Sunday, November 30, 2008

Entourage

Some more about my inspiration. Although my blog is about music and its addiciton, it's also about my passion for entertainment and how it consumes people. My passion for entertainment and music is where I want to take my career, and I am a firm believer that you SHOULD love what you do. Entourage is a show that understands that. For those of you that may not watch the show, it is on its 5th studio season about living the celebrity life in Hollywood and all the benefits that come with the package. 4 guys from Queens, NY - Vince: the star, Eric: his best friend and manager, Johnny Drama: the star's older brother and aspiring actor, Turtle: the tag-along "assistant" and friend and Ari: the successful, whitty, determined to get what he wants agent! Not only are these characters idolized, they are passionate and iconic. Their stories are hillarious and packed with drama and action...just for the record, I AM GOING TO BE ARI SOME DAY!

Thursday, November 27, 2008

I CAN DO IT!

Today I had a vision..I always knew I wanted to work in the entertainment industry, probably music..like producing or representing independent artists, but it was only after finding out about a few internships I realized I was meant to be overseas! I want to move to Europe and never had the courage to just get up and go. I have decided that since I now have a diploma in Advetising and Media Communications and am working towards a certificate in PR, that I need to network and broaden my horizons. Over the winter break I am going to apply for several internships in London, England and Los Angeles. I know they are unpaid, but the only way to get your foot in the door is to embrace what you have learned, use your knowledge to its full potential and prove yourself to the rest of the world that you CAN do it.. I CAN DO IT.. and I will have to be broke first in order to do it!

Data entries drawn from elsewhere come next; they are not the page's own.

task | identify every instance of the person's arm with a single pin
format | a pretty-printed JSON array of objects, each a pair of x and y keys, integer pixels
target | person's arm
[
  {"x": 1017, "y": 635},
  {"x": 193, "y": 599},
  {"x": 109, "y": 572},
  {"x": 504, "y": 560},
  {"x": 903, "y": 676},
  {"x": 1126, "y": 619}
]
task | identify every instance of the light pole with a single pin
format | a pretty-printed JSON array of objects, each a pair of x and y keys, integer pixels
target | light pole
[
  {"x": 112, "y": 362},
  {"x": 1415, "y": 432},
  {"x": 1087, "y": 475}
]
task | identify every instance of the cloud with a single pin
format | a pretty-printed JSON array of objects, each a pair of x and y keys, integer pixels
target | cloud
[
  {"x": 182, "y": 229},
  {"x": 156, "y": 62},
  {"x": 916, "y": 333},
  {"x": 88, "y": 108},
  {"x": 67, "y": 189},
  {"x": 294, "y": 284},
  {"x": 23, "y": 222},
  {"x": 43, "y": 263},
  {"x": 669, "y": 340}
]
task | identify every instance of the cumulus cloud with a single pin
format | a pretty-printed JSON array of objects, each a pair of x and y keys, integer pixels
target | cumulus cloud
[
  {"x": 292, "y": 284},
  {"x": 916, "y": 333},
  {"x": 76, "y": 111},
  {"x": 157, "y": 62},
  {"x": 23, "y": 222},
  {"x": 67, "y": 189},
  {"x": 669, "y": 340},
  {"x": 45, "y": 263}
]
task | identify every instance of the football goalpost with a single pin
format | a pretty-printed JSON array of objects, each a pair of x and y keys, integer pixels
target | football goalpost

Tuesday, November 25, 2008

CAN'T WAIT!!

Everytime I feel any sort of emotion, I get awkward and depressed. Instead of talking about it, I cry, scream, yell and of course, sing! I am a terrible singer but it lets me release negative energy and I start to feel normal again. Oasis is the best remedy. They have 7 albums and their lyrics are relatable allowing me to believe what I am feeling is not so "out of the ordinary." I can't wait to see them live...I have seen them once and wanted it to last forever! My seats are on the centre floor, 10th row!!!! I CAN'T WAIT!!! Hopefully I am not feeling down that day, but if I am, I know the remedy will cure me....OASIS!!!

Monday, November 10, 2008

So why am I addicted??

After writing a few meaningless posts, I discovered why I actually AM addicted to music. I really have a hard time dealing with my emotions and obstacles that fall in my path, but after this weekend I can put it in words. My life is complicated sometimes, like many others, but never can I deal with a problem before relating it to lyrics. Sometimes I am unclear and worried about what lies ahead, but if someone has already faced a problem like mine or has at least been able to relate, then I know I can too. That is why I really want to work for an organzation or bands/music labels (currently independent) that just need a push or some help to get themseles into the scene. Everyone deserves to be heard...they might just end up getting someone in the right direction, like me.

Tuesday, November 4, 2008

What am I doing!?!

No matter what...I am constantly finding myself looking for reasons to pretend nothing is wrong in my life. Although...everything is wrong, or at least feels wrong. I feel like I am supposed to be somewhere else, with other people and doing something different! I think I want to live in another country and start all over! Too bad I didn't have a time maching because I would fast forward.. and maybe backward every couple days just to change things and see how they could have eneded up! TILL NEXT TIME..

Monday, November 3, 2008

My day...

Soo, worked all day and got to more thinking..that is what sucks about being a server, during down time all I do is THINK!!! Now..off to more home work..hopefully my mind doesn't wander (and the A.D.D. doesn't kick in) and I won't think too much :P

Sunday, November 2, 2008

Pondering....

Soo...what do you do when you are sooo frustrated you can't even think?? That is how I feel at this exact moment and I do NOT know how to fix it :( I feel lost and in a daze?? Anything I try to do results back to me thinking about my "situation" that can't really be helped...yet I still fid myself pondering over it and thinking there IS a way to change it...deep down I know there is not...

First timer

Well, I have never used a blog before so I must admit, I was a bit skeptical.. I will give it a shot!
It did take me some time to actually create one, buuuut it has offically been done! Now, hm wrk!